I should also point out that there are some pitfalls around padding: the linker might add zeros to the end of the section to insert padding, and it may even insert padding between symbols in the section. Raymond Chen has three small pieces on this as well.
Finally, why did I say that this is almost useful for initializing statics? Well, it doesn’t play nicely with static linking. You may have noticed that we applied __attribute__((used))
to the initializer. This tells Clang to not drop them during compilation. Unfortunately, linkers exist. (Honestly: linkers! Compilers, are bad, yes, but if you really want to ruin your day, you need a linker.) When the linker sees your static library, it will make an attempt to pull in exactly what is needed, and our section data doesn’t make the list: nobody is referencing any symbols in it. So initializers specified like this in a static library are just dropped.
On Windows, it seems like the linker will actually keep the section. That, or I got lucky. But Linux and Mac? No, the section is just silently dropped. I have tried various mechanisms around this, but without success. The closest is maybe Clang’s retain attribute, which has this blurb in the docs:
This attribute, when attached to a function or variable definition, prevents section garbage collection in the linker. It does not prevent other discard mechanisms, such as archive member selection, and COMDAT group resolution.
(Emphasis mine.)
The nuclear option around this is to use the linker flag --whole-archive
for every static library that you suspect has relevant data in your custom section. Using the whole archive options means that the linker doesn’t perform the archive member selection mentioned above (but it could still eliminate unused data later).

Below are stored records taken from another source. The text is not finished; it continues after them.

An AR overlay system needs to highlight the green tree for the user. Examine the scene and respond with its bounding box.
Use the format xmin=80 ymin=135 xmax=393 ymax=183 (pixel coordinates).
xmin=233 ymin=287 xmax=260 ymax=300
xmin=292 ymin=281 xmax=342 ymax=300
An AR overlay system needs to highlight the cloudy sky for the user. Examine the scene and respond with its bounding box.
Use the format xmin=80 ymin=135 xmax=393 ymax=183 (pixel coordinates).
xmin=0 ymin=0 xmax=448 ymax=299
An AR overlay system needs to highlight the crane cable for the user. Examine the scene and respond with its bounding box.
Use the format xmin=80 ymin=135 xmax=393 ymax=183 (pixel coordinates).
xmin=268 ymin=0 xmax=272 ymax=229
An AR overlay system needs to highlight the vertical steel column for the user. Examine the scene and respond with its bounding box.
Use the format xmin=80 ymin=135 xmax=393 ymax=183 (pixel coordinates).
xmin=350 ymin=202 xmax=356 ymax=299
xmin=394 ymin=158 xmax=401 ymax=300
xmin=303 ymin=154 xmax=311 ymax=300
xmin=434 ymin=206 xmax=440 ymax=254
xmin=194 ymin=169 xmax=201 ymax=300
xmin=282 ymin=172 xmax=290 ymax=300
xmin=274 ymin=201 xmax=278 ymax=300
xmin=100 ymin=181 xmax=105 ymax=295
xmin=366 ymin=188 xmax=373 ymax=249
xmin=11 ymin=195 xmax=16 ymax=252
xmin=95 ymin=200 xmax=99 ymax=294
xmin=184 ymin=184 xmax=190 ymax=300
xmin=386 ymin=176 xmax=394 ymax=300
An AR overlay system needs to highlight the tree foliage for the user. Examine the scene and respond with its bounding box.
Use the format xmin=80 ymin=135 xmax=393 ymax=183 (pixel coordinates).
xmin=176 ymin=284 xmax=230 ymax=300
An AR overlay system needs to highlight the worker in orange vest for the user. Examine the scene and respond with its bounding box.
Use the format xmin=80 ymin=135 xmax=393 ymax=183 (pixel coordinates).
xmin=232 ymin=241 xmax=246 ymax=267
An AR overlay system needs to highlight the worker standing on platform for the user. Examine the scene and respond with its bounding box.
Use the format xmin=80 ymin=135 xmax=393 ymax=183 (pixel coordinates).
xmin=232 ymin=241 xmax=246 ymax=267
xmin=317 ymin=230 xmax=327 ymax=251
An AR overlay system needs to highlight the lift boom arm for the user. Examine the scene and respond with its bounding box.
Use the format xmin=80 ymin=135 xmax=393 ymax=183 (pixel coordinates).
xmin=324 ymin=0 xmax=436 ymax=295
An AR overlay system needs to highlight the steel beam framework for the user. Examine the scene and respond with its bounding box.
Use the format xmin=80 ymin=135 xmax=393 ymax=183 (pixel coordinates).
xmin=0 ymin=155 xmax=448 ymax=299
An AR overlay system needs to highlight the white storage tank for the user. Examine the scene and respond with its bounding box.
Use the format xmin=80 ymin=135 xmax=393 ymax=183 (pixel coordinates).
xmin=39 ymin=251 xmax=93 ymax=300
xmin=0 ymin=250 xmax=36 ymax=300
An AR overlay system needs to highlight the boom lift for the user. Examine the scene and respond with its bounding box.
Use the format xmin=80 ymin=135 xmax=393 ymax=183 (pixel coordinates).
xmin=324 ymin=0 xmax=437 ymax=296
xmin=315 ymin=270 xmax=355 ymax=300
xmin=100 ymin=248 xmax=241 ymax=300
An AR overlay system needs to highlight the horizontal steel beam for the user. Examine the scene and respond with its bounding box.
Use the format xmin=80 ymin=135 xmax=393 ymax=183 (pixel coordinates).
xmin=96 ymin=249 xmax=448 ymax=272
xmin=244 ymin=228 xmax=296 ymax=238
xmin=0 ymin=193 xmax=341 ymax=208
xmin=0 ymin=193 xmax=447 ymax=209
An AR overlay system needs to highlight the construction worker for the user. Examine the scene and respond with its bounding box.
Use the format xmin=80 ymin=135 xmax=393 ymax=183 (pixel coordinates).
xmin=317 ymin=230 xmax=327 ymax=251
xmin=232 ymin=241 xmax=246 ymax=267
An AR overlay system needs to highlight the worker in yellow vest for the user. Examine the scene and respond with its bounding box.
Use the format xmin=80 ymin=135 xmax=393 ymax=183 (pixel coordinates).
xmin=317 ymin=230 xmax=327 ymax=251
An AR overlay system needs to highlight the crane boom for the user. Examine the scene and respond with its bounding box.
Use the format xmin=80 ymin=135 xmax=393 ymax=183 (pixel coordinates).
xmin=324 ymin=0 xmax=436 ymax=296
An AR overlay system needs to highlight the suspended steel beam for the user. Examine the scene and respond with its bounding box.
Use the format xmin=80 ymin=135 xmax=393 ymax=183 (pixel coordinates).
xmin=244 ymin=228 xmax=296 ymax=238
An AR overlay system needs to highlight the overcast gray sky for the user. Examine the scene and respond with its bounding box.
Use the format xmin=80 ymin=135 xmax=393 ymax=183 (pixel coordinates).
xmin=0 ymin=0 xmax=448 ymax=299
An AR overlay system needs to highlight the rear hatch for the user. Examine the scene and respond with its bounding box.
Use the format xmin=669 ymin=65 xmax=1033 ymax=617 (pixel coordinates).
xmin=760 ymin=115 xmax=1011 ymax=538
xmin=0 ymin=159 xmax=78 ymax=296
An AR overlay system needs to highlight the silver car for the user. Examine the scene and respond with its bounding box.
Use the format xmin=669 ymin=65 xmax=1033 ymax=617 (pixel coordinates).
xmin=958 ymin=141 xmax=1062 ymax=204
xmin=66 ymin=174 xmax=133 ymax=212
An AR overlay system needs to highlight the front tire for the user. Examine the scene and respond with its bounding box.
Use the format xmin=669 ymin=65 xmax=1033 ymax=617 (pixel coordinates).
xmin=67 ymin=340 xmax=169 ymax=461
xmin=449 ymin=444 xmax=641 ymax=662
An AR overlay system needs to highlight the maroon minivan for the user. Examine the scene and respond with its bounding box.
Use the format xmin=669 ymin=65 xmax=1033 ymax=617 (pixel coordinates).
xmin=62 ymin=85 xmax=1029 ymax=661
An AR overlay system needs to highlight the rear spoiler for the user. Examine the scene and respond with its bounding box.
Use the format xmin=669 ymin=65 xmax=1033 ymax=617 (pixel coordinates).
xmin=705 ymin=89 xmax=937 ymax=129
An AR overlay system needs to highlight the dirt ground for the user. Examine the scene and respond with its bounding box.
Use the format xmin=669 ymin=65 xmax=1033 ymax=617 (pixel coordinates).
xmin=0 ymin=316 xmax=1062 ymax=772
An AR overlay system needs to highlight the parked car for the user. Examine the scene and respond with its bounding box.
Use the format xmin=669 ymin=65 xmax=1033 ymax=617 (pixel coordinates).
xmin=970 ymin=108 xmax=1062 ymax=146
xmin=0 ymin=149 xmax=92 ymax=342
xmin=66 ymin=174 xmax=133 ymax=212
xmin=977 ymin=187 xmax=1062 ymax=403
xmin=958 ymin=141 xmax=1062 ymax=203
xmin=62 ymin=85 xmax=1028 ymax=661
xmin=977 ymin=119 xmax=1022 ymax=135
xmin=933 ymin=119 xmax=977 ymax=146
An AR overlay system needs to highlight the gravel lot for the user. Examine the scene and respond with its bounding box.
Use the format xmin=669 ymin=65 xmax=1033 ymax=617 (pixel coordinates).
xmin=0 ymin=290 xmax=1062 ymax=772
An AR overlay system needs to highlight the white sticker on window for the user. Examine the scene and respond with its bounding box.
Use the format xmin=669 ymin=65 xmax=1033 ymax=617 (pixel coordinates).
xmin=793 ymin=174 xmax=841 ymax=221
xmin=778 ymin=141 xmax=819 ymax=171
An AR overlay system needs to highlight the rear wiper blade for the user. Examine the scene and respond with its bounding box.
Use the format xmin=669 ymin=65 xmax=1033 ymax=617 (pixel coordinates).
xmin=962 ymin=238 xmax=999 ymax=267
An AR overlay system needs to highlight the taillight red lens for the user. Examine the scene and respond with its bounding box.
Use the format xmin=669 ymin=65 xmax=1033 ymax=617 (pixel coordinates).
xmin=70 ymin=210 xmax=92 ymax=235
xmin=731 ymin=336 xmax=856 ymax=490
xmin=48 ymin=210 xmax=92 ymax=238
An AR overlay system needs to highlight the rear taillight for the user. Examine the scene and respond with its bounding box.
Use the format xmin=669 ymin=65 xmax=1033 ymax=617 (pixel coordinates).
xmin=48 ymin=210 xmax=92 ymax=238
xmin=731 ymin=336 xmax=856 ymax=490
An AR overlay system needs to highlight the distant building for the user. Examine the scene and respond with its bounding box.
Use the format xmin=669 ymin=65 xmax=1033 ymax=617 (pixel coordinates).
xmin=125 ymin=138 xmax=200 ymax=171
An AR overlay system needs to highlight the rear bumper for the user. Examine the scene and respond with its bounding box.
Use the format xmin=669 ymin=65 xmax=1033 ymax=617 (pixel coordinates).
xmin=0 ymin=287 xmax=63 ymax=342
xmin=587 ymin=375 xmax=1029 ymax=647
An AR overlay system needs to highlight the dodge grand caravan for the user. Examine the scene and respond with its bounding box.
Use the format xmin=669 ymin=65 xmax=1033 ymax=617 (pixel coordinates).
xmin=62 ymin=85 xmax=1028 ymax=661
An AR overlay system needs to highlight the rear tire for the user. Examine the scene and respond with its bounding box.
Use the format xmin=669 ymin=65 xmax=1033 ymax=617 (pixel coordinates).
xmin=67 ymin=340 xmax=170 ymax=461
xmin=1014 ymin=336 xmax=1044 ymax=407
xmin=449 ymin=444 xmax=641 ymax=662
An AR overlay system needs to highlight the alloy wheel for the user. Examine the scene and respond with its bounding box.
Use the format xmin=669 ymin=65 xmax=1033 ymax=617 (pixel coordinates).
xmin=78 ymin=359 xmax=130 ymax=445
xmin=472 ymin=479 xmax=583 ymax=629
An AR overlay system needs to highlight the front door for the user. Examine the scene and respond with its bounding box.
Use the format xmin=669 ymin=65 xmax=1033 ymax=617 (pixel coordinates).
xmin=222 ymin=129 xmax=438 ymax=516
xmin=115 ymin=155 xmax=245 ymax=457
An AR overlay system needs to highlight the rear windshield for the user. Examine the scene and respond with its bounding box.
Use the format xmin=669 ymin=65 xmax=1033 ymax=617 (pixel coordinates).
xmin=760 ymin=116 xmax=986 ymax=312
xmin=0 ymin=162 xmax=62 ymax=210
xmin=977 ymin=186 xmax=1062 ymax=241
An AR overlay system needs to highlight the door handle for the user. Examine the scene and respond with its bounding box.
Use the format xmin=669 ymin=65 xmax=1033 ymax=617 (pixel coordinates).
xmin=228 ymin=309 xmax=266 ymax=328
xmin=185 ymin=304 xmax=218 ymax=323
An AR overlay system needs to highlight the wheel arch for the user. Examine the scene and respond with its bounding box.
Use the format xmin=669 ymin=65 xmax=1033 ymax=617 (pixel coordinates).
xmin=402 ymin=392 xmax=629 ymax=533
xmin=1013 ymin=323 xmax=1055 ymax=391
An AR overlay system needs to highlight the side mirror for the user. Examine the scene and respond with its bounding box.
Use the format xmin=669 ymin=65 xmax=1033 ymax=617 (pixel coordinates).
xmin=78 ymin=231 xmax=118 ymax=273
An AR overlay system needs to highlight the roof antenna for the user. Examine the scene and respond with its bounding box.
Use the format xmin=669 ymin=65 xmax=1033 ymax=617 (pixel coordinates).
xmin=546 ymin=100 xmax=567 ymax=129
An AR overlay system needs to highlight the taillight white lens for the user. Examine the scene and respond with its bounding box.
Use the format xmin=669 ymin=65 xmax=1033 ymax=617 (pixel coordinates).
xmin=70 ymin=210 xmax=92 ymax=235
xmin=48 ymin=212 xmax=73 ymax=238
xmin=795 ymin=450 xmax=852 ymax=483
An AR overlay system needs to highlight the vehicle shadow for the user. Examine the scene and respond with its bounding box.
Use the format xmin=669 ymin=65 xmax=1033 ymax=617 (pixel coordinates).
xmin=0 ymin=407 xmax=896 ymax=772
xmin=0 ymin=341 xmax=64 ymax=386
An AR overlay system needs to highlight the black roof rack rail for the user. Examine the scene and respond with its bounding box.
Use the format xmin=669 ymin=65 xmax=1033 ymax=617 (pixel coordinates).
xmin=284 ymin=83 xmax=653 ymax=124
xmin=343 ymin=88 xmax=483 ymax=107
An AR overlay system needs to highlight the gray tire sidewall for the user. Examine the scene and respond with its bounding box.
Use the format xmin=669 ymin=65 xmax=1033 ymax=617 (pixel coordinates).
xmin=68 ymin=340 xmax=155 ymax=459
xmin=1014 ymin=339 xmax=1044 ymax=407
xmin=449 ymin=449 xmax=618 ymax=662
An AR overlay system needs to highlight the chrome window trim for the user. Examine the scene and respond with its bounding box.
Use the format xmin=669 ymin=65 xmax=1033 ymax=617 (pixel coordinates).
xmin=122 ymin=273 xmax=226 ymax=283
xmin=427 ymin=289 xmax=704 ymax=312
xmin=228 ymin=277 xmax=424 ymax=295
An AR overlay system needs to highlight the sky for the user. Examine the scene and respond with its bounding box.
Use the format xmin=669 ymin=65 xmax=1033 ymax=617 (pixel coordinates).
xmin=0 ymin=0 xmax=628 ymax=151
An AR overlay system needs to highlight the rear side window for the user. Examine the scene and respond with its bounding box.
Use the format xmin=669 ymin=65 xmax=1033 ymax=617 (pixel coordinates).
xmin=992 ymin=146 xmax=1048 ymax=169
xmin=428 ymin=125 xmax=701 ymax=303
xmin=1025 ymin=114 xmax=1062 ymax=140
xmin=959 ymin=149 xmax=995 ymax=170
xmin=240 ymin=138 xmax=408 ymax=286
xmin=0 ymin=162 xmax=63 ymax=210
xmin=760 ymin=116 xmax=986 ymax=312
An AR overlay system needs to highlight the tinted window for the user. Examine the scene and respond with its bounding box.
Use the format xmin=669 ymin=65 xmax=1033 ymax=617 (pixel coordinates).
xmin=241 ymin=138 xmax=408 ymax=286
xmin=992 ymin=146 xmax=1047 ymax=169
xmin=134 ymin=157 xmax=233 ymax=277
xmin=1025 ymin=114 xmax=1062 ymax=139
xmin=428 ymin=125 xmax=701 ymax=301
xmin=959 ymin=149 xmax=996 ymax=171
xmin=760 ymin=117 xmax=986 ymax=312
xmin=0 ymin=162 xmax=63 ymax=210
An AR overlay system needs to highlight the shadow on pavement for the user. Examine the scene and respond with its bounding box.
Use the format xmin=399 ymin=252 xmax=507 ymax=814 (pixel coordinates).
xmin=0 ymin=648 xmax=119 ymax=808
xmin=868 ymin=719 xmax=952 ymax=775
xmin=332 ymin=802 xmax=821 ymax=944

There are multiple issues with --whole-archive
: First, you now also pull in a lot of data that previously was dropped. So the output is likely larger, unless later steps in the linker happen to prune them again – but who knows whether that is actually happening. Second, you now need to know which libraries even contain data in your sections. You often can’t just apply --whole-archive
everywhere without suddenly ending up with multiple definitions. This is all very sad, since the beauty of this method for me is that data is collected automatically and nobody had to manually figure out what initializers come from where.
At least on Windows this very section mechanism is also used for the CRT. So how do they do it? Well, first off I never ran into any issues on Windows anyway. Additionally, link.exe
does have a /SECTION
flag that you can use to tell it to keep a section, e.g. /SECTION:.mysection,R
. I have not tried it, because I didn’t have any problems in the first place.
With lld on Linux/Mac, there is still the possibility that a custom linker script would help. Linux uses the .init_array
section, and ld
’s default linker script explicitly keeps that section alive. However, for lld
specifically there is no default linker script (it’s just some native code instead), and apparently there is no way to say “use default behavior and also run this minimal linker script.” My gut instinct says that going down the custom linker script route is going to cause a good bit of pain, so I have not done that.
On a meta note: I would of course much rather talk about how I totally made this work using a combination of obscure linker flags. But documenting dead-ends is just as important.